Agreeing with this view was also Tianqi Chen, an assistant professor of machine learning and computer science at Carnegie Mellon University, who was also not involved in the study. He said, "StreamingLLM allows us to smoothly scale the conversation length of large language models. We have successfully used it to deploy Mistral models on the iPhone."

The research team also explored the application of attentional pooling during model training by including several placeholders in front of all training samples.

They found that models trained in conjunction with attention pooling were able to maintain performance by using only one attention pool in the cache, whereas normally four are required to stabilize performance for pre-trained models.

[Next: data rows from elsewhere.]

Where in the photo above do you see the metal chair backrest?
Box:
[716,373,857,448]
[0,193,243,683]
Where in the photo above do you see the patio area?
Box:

However, even though StreamingLLM enables the model to have ongoing conversations, the model is still unable to remember words that have not been deposited into the cache. In the future, the researchers plan to overcome this limitation by exploring ways to retrieve deleted tokens or by allowing the model to remember previous conversations.

StreamingLLM has been integrated into NVIDIA's Big Language Model Optimization Library [TensorRT-LLM]Medium.

This work was supported in part by the MIT-IBM Watson Artificial Intelligence Laboratory, the MIT Science Center, and the National Science Foundation.